Que faut-il attendre de Tiao 3 ?

Publié le mercredi 16 janvier 2013

Par Newton Ahmed Barry

Nous avions pronostiqué Tiao au perchoir, nous avons perdu. Apparemment, Blaise a décidé de le sucer « jusqu’à la moelle, avec son bon consentement. Luc a réussi deux choses. Le Retour du calme, mais pas forcément de la paix. La tenue du scrutin couplé, avec les hauts et les bas que nous avons dénoncés, dans ces mêmes colonnes.

 

Il lui reste deux choses à préformer.

Ce que Blaise Compaoré attend, vraisemblablement de lui, c’est d’organiser le référendum sur l’article 37. Il n’y a pas renoncé. Pour réussir une entreprise aussi périlleuse, il a besoin des Refondateurs.

 

Dans le gouvernement protocolaire de 2000, Hermann Yaméogo avait été d’une efficacité redoutable, pour contrer les activistes du Collectif. Au CCRP et aux assises nationales, les Refondateurs avaient fait bloc contre toutes velléités de modifier l’article 37. Cela leur avait coûté le refus du gouvernement de mise en œuvre des décisions des assises.

 

A la veille des couplées, Hermann Yaméogo, comme c’est très souvent le cas, quand il doit « muter », refusait toute rencontre avec la presse. Il promettait le faire après le scrutin. On se doutait bien que quelque chose se tramait. Quel va être, le rôle des Refondateurs, maintenant que la Refondation est passée ? S’ils y sont, c’est forcément pour jouer un rôle. Mais lequel ?

 

Le deuxième job de Luc, c’est de lutter contre la corruption et de faire rendre gorge aux corrompus. C’est l’espérance des burkinabè, même s’ils n’y croient pas trop. Deux exemples, pendant le scrutin couplé, ont fini de convaincre, que Luc a attrapé le syndrome « Tertius« . L’affaire Badini/Somkienda et la candidature aux municipales sous les couleurs du CDP de l’ex DG de la douane, Ousmane Guiro. Il bénéficie, bien évidemment de la présomption d’innocence.
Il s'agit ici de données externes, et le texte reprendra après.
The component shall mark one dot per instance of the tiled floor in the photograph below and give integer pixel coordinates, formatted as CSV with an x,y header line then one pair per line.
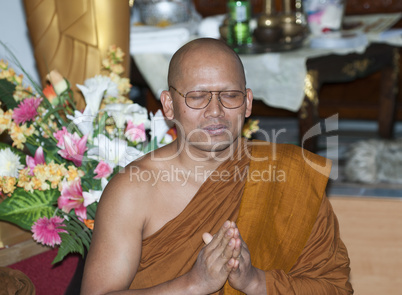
x,y
333,144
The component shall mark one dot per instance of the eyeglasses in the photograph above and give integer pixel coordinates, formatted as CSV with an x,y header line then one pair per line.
x,y
230,99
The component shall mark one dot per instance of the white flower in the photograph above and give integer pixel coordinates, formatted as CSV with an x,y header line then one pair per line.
x,y
9,163
113,152
159,126
94,89
83,121
94,196
121,113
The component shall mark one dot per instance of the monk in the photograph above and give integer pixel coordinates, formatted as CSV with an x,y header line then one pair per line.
x,y
212,213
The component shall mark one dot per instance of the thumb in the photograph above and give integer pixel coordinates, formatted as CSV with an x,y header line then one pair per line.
x,y
207,238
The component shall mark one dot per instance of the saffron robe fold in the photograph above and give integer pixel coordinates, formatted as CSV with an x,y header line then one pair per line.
x,y
291,231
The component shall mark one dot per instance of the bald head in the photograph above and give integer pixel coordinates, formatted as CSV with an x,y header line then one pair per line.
x,y
201,48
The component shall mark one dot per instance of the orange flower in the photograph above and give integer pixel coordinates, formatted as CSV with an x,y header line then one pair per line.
x,y
89,223
49,93
172,132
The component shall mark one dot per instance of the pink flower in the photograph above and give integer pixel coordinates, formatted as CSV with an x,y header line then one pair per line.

Mais quand on attend un jugement, on n’est plus totalement innocent.

 

En matière de lutte contre la corruption, il y a donc peu de chance, que Luc laisse, en cette matière, des traces indélébiles. Les lampions vont trinquer, c’est sûr.

 

Le fait que Blaise Compaore, ne se soit pas résolu à lâcher les rênes de la Défense, signifie bien que la crise de 2011 n’est pas totalement résorbée. Cela voudrait aussi dire, qu’il n’a pas dit son dernier mot, en ce qui concerne l’article 37. A la fin des assises, il avait espéré que « les burkinabè changent d’opinion sur le sujet ».

 

La victoire écrasante du CDP, avec la facilitation « des trois piliers du temple », au dernier scrutin peut signifier, que les burkinabè peuvent dire Oui à une consultation référendaire sur le sujet.

 

L’année 2013 sera donc décisive. Le gouvernement de Luc 3, n’est pas celui qui est prévu, après le texte constitutionnel révisé. La transition se poursuit.

 

Autre flop de notre part, François Compaoré n’a pas rejoint le gouvernement au poste d’un super ministère de l’Agriculture. Il avait aussi annoncé qu’il ne siègerait pas comme député. Il se serait donc exposé, ces derniers temps, pour rejoindre l’ombre après ? Qui peut y croire.

 

Comme toujours, l’élection n’a rien résolu, du point de vue de l’horizon politique.